También recuerdo la vez que unas estudiantes me invitaron a hablar sobre un tema de mi experiencia, pero se negaron a ponerme algún rango. En su lugar, pretendían que apareciera como una más, entre las que iban a aprender de mí.
“Nos parece muy patriarcal, jerárquico y violento ponerla como mentora (mi aspiración), porque la verdad es que todas sabemos y somos iguales”, fue su respuesta, palabras más, palabras menos, ante mi legítimo reclamo.

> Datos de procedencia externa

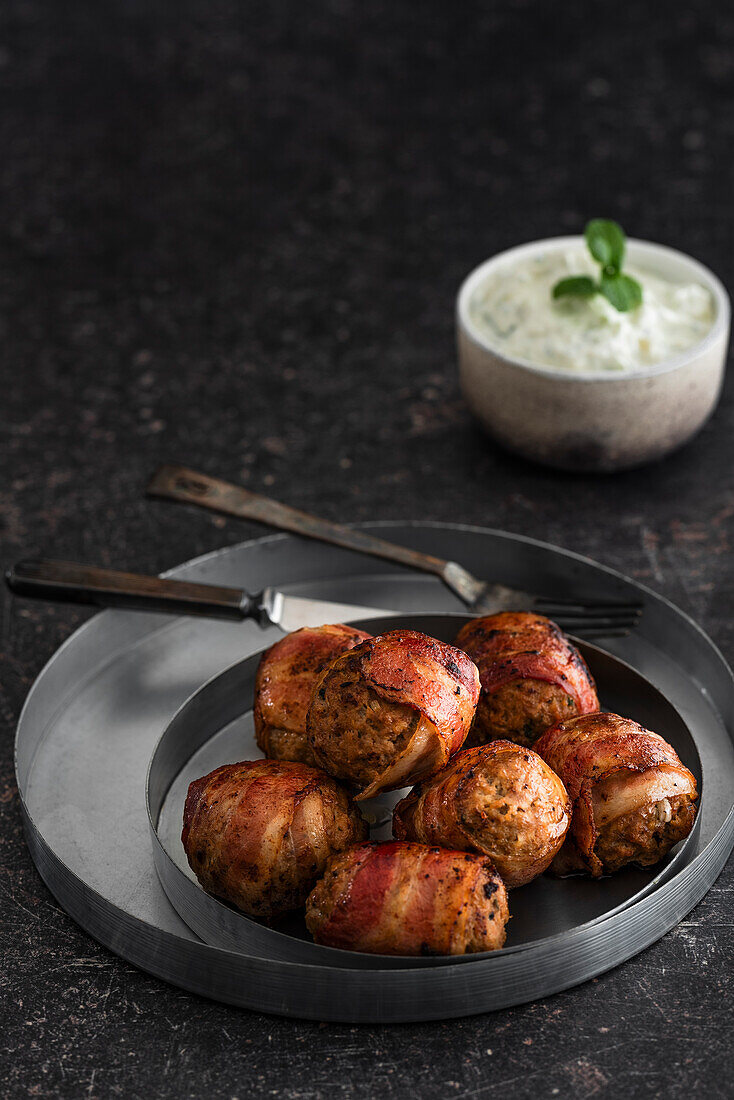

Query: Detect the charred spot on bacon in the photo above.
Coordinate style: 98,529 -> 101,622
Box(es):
536,713 -> 698,877
456,612 -> 599,747
306,842 -> 510,955
182,760 -> 368,919
306,630 -> 479,800
393,740 -> 571,887
253,623 -> 370,765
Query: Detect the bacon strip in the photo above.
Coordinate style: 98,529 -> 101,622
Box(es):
360,630 -> 480,799
182,760 -> 366,916
306,842 -> 508,955
535,712 -> 698,876
457,612 -> 599,714
393,740 -> 571,887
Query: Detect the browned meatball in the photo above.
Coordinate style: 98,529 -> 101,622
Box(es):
306,630 -> 479,799
182,760 -> 368,917
536,713 -> 698,877
306,842 -> 510,955
393,741 -> 571,887
253,623 -> 370,765
456,612 -> 599,747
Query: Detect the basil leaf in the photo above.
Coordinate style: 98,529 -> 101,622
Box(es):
554,275 -> 599,298
583,218 -> 625,275
599,274 -> 643,314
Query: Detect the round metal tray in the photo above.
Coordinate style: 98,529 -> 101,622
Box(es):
17,525 -> 734,1022
146,615 -> 705,968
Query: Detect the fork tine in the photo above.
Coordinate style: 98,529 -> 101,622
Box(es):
576,630 -> 629,641
535,596 -> 643,616
554,615 -> 638,634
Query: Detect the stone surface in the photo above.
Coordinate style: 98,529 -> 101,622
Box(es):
0,0 -> 734,1100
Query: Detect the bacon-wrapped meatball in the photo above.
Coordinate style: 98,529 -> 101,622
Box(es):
393,741 -> 571,887
182,760 -> 368,917
253,623 -> 370,765
456,612 -> 599,747
306,842 -> 510,955
306,630 -> 479,799
536,713 -> 698,877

La verdad, tales actitudes me dan un poco de vergüenza ajena. Las interpreto como un ridículo o una falta de respeto —dependiendo del contexto—, resultado de una igualación mal entendida, tan típica del costarricense, que consiste en exaltar las jerarquías con servilismo o anularlas con la arrogancia de creer que todos saben y pueden lo mismo.
Muestras de ambas tenemos, para nuestro azoramiento, diariamente: los ayayeros que rodean al presidente en cada conferencia de prensa ilustran la primera, con sus sonrisas forzadas, sus excesivos agradecimientos dirigidos a él y los forzados halagos; la segunda, los portadores de doctorados en ciencias, pero sobre todo en las relacionadas con temas del país —con foto y nombre trolesco—, que opinan con arrogancia sobre cualquier asunto.
Rechazo de la autoridad
Me parece que en Costa Rica tenemos un problema para lidiar con la autoridad, debido a una mezcla que llamaré resenvidia, que mueve a sentir como ofensa el éxito ajeno o a querer sacarle alguna ganancia con lisonjas.

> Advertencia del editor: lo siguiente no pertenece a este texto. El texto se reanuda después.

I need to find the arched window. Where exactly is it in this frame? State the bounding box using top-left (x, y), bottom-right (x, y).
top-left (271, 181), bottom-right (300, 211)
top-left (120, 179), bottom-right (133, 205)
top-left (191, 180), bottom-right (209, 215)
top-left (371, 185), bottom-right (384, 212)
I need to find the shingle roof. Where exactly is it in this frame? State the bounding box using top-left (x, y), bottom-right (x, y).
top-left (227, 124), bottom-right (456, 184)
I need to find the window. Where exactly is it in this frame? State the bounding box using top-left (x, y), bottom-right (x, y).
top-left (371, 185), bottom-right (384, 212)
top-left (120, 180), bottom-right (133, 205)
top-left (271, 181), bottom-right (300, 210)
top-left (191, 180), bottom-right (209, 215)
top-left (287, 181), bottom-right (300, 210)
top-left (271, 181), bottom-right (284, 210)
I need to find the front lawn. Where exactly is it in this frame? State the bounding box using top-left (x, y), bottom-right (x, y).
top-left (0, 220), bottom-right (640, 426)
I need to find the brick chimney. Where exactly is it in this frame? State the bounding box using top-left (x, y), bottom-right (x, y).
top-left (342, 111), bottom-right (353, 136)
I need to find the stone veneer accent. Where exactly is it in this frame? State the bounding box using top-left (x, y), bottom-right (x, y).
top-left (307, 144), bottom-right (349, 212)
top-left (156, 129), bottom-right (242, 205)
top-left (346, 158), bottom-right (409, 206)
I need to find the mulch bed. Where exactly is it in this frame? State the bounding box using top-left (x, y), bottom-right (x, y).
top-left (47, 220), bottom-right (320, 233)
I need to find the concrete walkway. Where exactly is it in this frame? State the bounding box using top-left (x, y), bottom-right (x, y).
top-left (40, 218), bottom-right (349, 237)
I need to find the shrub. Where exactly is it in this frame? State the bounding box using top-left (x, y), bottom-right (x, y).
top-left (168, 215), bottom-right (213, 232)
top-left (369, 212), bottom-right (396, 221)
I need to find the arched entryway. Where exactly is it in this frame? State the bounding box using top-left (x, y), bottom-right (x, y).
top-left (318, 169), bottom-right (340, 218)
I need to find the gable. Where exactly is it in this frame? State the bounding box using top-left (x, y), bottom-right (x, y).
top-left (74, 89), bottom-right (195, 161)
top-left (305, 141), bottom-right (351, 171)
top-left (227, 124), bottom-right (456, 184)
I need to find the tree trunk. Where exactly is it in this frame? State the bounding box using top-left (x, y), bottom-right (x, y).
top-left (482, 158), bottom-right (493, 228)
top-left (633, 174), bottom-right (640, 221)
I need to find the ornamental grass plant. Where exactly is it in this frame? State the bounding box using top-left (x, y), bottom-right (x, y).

Nos cuesta aceptar que no somos iguales, y esto no tiene nada de malo, que hay gente que sabe o posee algo que el otro no sabe ni posee. Que, por decir algo, no todo niño que sople una flauta es un prodigio (es más, la mayoría no lo será nunca) y tener un doctorado académico en teatro sí le da a su portadora una autoridad.
El rechazo a la autoridad se debe también a su asociación con la violencia. Existe una idea popularizada de ella, vista en la expresión “¡porque lo digo yo!”. Una de las frases que quizás más comúnmente escuchábamos usted y yo, que pasamos de los 50 años, durante nuestra niñez. A veces, su contundencia resonaba junto con el golpe de una mano grande contra un pequeño cuerpo.

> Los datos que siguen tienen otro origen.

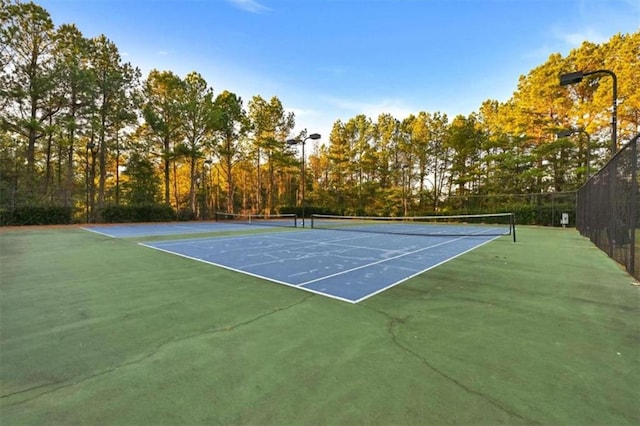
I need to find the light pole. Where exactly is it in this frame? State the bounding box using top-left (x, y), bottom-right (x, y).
top-left (560, 70), bottom-right (618, 156)
top-left (287, 133), bottom-right (322, 228)
top-left (85, 142), bottom-right (96, 223)
top-left (556, 128), bottom-right (591, 180)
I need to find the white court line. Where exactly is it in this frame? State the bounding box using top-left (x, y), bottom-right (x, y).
top-left (351, 235), bottom-right (503, 304)
top-left (299, 233), bottom-right (468, 286)
top-left (80, 227), bottom-right (117, 238)
top-left (138, 226), bottom-right (502, 304)
top-left (138, 243), bottom-right (355, 303)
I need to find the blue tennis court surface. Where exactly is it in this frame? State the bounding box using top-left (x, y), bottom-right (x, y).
top-left (83, 222), bottom-right (278, 238)
top-left (142, 230), bottom-right (498, 303)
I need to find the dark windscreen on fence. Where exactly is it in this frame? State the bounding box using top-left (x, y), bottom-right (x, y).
top-left (576, 135), bottom-right (640, 279)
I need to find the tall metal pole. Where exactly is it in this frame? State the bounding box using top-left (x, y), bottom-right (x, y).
top-left (286, 133), bottom-right (321, 228)
top-left (84, 144), bottom-right (89, 223)
top-left (302, 138), bottom-right (308, 228)
top-left (560, 70), bottom-right (618, 156)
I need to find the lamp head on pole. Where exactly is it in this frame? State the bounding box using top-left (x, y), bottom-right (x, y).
top-left (556, 129), bottom-right (576, 138)
top-left (560, 71), bottom-right (584, 86)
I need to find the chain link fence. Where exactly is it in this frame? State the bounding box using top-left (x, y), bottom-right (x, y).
top-left (576, 134), bottom-right (640, 280)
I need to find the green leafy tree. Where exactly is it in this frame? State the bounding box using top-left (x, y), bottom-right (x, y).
top-left (142, 70), bottom-right (185, 204)
top-left (213, 90), bottom-right (249, 213)
top-left (0, 3), bottom-right (57, 202)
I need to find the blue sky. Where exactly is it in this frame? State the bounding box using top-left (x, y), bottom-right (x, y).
top-left (41, 0), bottom-right (640, 140)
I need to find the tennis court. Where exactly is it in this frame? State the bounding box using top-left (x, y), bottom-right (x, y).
top-left (0, 223), bottom-right (640, 426)
top-left (144, 230), bottom-right (497, 303)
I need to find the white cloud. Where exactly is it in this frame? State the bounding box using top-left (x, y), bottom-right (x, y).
top-left (227, 0), bottom-right (271, 13)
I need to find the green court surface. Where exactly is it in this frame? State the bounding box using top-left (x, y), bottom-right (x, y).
top-left (0, 227), bottom-right (640, 425)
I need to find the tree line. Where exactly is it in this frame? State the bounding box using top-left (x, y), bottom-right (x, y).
top-left (0, 0), bottom-right (640, 221)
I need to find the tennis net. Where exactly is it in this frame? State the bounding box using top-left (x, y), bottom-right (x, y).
top-left (215, 212), bottom-right (298, 228)
top-left (311, 213), bottom-right (516, 242)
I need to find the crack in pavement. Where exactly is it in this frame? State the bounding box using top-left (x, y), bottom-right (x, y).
top-left (0, 294), bottom-right (315, 406)
top-left (362, 305), bottom-right (540, 424)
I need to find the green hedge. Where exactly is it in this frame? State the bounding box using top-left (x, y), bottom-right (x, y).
top-left (98, 204), bottom-right (176, 223)
top-left (0, 206), bottom-right (73, 226)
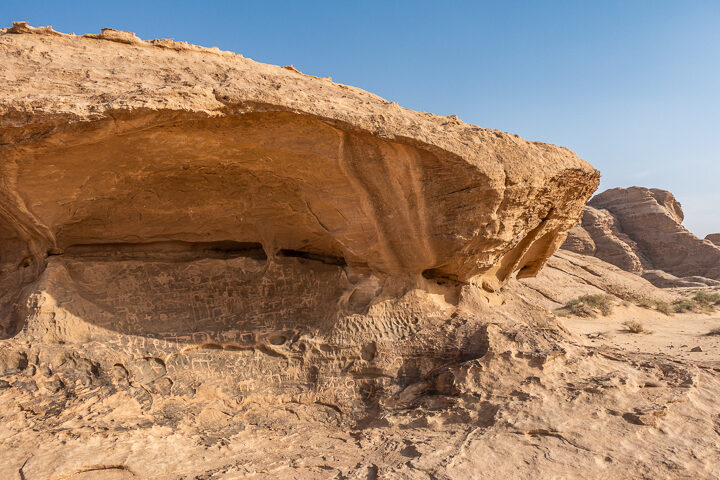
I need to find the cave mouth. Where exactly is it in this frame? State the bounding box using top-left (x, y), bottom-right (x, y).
top-left (54, 240), bottom-right (267, 262)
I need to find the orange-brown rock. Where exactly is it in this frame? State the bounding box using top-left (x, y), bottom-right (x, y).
top-left (0, 24), bottom-right (720, 480)
top-left (705, 233), bottom-right (720, 246)
top-left (564, 187), bottom-right (720, 287)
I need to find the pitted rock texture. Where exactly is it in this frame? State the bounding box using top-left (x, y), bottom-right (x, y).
top-left (563, 187), bottom-right (720, 288)
top-left (0, 24), bottom-right (598, 314)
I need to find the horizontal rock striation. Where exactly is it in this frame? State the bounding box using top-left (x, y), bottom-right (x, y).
top-left (564, 187), bottom-right (720, 288)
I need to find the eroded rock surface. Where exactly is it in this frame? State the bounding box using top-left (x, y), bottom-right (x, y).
top-left (563, 187), bottom-right (720, 288)
top-left (0, 24), bottom-right (720, 480)
top-left (705, 233), bottom-right (720, 246)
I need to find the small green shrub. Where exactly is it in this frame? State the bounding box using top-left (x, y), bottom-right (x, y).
top-left (561, 294), bottom-right (613, 317)
top-left (655, 302), bottom-right (672, 315)
top-left (673, 292), bottom-right (720, 313)
top-left (673, 300), bottom-right (698, 313)
top-left (623, 321), bottom-right (645, 333)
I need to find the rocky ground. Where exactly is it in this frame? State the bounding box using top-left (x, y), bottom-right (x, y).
top-left (0, 23), bottom-right (720, 480)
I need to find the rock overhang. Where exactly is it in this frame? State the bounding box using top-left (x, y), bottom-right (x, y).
top-left (0, 21), bottom-right (599, 289)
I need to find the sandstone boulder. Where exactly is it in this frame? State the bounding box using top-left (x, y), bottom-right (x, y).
top-left (0, 23), bottom-right (598, 318)
top-left (0, 24), bottom-right (720, 480)
top-left (563, 187), bottom-right (720, 288)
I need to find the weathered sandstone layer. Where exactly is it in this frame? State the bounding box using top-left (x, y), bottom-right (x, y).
top-left (0, 23), bottom-right (720, 480)
top-left (705, 233), bottom-right (720, 246)
top-left (564, 187), bottom-right (720, 287)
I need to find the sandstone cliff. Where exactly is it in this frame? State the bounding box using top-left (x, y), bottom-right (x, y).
top-left (564, 187), bottom-right (720, 287)
top-left (705, 233), bottom-right (720, 246)
top-left (0, 23), bottom-right (720, 480)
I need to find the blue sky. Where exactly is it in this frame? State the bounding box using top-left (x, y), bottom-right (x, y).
top-left (0, 0), bottom-right (720, 236)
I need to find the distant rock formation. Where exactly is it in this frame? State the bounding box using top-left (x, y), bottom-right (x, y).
top-left (563, 187), bottom-right (720, 287)
top-left (705, 233), bottom-right (720, 246)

Esa era, más o menos, la idea que había entonces de autoridad y la que, si nos dejáramos llevar por las muecas grotescas y el aire autoritario de quien nos gobierna, parecen tener y celebrar algunos aún.
Por el contrario, la creación y progreso son conceptos estrechamente relacionados con el principio de la autoridad.
El concepto de autoridad es de origen romano: solo ellos —y no los griegos, por ejemplo— pusieron en el centro de su civilización la fundación de ciudades y de ideas en su relación con lo que conocían como padres fundadores, explica la nunca muy citada filósofa Hannah Arendt en su libro Entre el pasado y el futuro.
La importancia de la autoridad, en su sentido original, es su relación con la libertad, porque, como afirmó Arendt, la libertad es la causa de que vivamos en comunidad política; sin ella, la vida política no tendría sentido: la libertad es más que mera liberación, es solo en cuanto sociedades, pues sin la compañía de otros no es posible hablar de ella. La libertad, dice, no es elegir entre una cosa buena y otra mala, es dar existencia a algo que no existía.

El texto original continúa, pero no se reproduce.